In the 1960s, the ECHR rights were declared to be general principles of EU primary law, with which the EU institutions and member states were bound to comply. They derive their force from the tradition of national legal systems and have been recognised in EU case law.

The European Court of Justice drew on the constitutional traditions of the member states in formulating and articulating the so-called general principles of law. Ultimately, the ECHR rights provisions were formally acknowledged as having a role in the interpretation of European Union Law as part of the Maastricht Treaty.

The Treaty of Lisbon required the EU to accede to the ECHR. However, when the negotiated agreement was put to the Court of Justice for opinion, it ruled (in December 2015) that the agreement did not provide for sufficient protection of the EU’s specific legal arrangements and the Court’s exclusive jurisdiction.

For the time being, no new accession agreement has been drafted, but both the Parliament and the Commission underline the need for EU accession. Scholars remain divided, some considering that accession would bring added value, whilst others express the view that accession would actually do more harm than good to EU citizens.

EU and Fundamental Rights

The European Union legal order has protected fundamental rights for many years. The European Union treaties have contained provisions prohibiting discrimination since the outset. They now extend to prohibit discrimination based on sex, racial or ethnic origin, religion or belief, disability, age or sexual orientation.

These rights were declared to be directly effective in the 1970’s. Since then, the EU institutions have passed a number of directives to give further effect to these rights. The EU Treaties do not contain any other express competence to adopt legislation or take specific action generally in relation to fundamental rights.

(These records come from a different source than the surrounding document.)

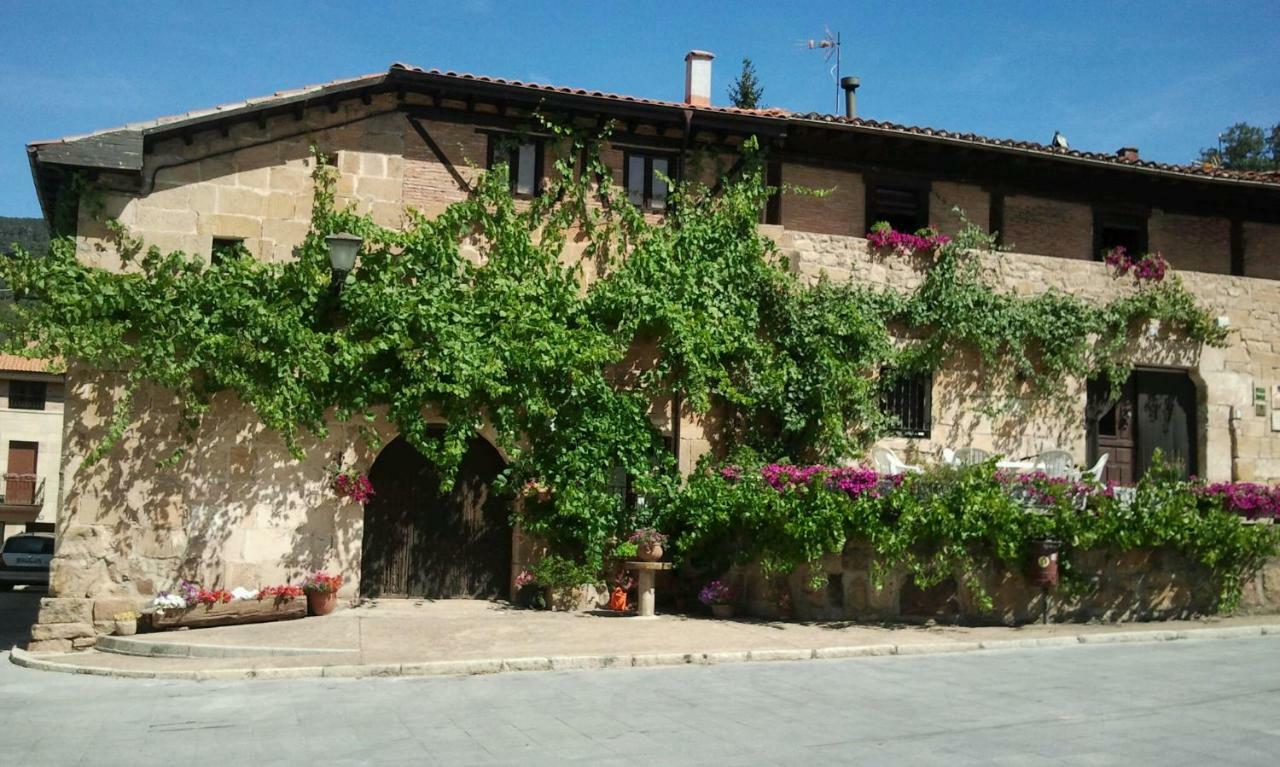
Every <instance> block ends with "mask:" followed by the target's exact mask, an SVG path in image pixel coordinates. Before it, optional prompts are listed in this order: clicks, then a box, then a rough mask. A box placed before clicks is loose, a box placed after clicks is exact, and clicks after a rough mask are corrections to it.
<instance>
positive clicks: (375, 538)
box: [360, 437, 511, 599]
mask: <svg viewBox="0 0 1280 767" xmlns="http://www.w3.org/2000/svg"><path fill="white" fill-rule="evenodd" d="M504 466H506V464H504V462H503V460H502V456H500V455H498V451H497V449H494V447H493V446H492V444H489V443H488V442H485V440H484V439H480V438H475V439H472V440H471V446H470V448H468V449H467V455H466V457H463V460H462V465H461V466H460V467H458V476H457V481H456V483H454V485H453V488H452V489H451V490H448V492H444V493H442V492H440V475H439V471H438V470H436V469H435V466H433V465H431V464H430V462H429V461H428V460H426V458H425V457H424V456H422V455H421V453H420V452H417V449H416V448H415V447H413V446H411V444H410V443H408V442H406V440H404V439H403V438H402V437H397V438H396V439H394V440H393V442H390V443H389V444H388V446H387V447H385V448H383V452H381V453H379V455H378V460H376V461H374V465H372V469H370V471H369V479H370V481H371V483H372V485H374V492H375V496H374V497H372V498H371V499H370V501H369V503H366V505H365V533H364V549H362V553H361V560H360V593H361V595H364V597H425V598H433V599H439V598H495V597H503V595H506V593H507V589H508V581H509V576H511V524H509V520H508V516H509V510H508V506H507V503H506V502H504V499H502V498H498V497H497V496H495V494H494V492H493V480H494V478H497V476H498V474H499V472H500V471H502V470H503V467H504Z"/></svg>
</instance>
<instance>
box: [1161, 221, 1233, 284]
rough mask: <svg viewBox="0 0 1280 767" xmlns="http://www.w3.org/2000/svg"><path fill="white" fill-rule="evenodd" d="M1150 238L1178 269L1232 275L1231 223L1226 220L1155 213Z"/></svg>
mask: <svg viewBox="0 0 1280 767" xmlns="http://www.w3.org/2000/svg"><path fill="white" fill-rule="evenodd" d="M1147 239H1148V243H1149V246H1151V250H1152V251H1160V252H1161V254H1164V256H1165V259H1166V260H1167V261H1169V264H1170V265H1171V266H1172V268H1174V269H1183V270H1187V271H1208V273H1212V274H1230V273H1231V222H1229V220H1226V219H1222V218H1210V216H1199V215H1178V214H1171V213H1164V211H1160V210H1153V211H1152V213H1151V219H1149V220H1148V223H1147Z"/></svg>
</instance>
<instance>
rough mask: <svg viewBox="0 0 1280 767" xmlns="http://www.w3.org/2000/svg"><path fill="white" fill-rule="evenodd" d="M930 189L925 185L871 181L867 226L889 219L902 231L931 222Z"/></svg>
mask: <svg viewBox="0 0 1280 767" xmlns="http://www.w3.org/2000/svg"><path fill="white" fill-rule="evenodd" d="M927 200H928V196H927V192H925V191H924V190H922V188H915V187H906V186H890V184H870V186H869V187H868V190H867V228H868V229H870V227H872V225H873V224H876V223H877V222H888V224H890V225H891V227H893V229H896V230H899V232H915V230H916V229H923V228H924V227H928V225H929V210H928V204H927Z"/></svg>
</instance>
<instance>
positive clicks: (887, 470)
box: [872, 447, 924, 474]
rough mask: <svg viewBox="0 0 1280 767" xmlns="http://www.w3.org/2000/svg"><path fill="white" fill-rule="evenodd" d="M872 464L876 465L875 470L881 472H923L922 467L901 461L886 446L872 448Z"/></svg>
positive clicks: (902, 472) (889, 472) (904, 473)
mask: <svg viewBox="0 0 1280 767" xmlns="http://www.w3.org/2000/svg"><path fill="white" fill-rule="evenodd" d="M872 464H874V465H876V471H878V472H881V474H924V469H920V467H919V466H911V465H910V464H908V462H905V461H902V458H899V457H897V453H895V452H893V451H891V449H888V448H887V447H876V448H872Z"/></svg>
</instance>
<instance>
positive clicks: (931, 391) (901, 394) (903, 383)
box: [881, 370, 933, 438]
mask: <svg viewBox="0 0 1280 767" xmlns="http://www.w3.org/2000/svg"><path fill="white" fill-rule="evenodd" d="M881 379H882V380H883V382H884V385H883V387H882V388H881V411H882V412H884V415H888V416H892V417H895V419H897V428H896V429H895V433H897V434H901V435H902V437H924V438H928V437H929V435H931V434H932V432H933V376H932V375H929V374H927V373H925V374H922V375H895V374H893V373H892V371H888V370H886V371H882V373H881Z"/></svg>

The Maastricht Treaty in 1993 provided that the Union shall respect fundamental rights as guaranteed by the European Convention on Human rights and fundamental freedoms and as they result from the constitutional traditions of the member states, as general principles of EU  law.

In 1999, European Council declared the need to establish a Charter of Fundamental Rights in order to make their overriding importance and relevance more visible to EU Citizens. It declared that the Charter should contain fundamental rights and freedoms (including procedural rights) guaranteed in the ECHR and derived from the constitutional traditions common to the member states. It also considered that accounts should be taken of economic and social rights.

Charter of Fundamental Rights

The Charter of Fundamental Rights of the European Union was embodied in the Lisbon Treaty 2007 and came into effect in December 2009. The rights, freedoms, and principles in the Charter are listed under six headings.

  • dignity;
  • freedoms,
  • equality,
  • solidarity,
  • citizens’ rights and
  • justice.

The final title sets out general provisions as to how the Charter should be interpreted. It sets out explanations and context necessary for understanding the Charter, the sources and the limits of the rights concerned. The EU Treaties and  the charter itself provide that due regards is to be had to the explanations when interpreting the Charter

The Treaty provides that the Charter does not extend the competence of the European Union. It does not extend the field of application of Union Law beyond the powers of the Union or establish any new power or task for it. The UK sought Protocol 30 to clarify the application of the Charter in relation to the UK.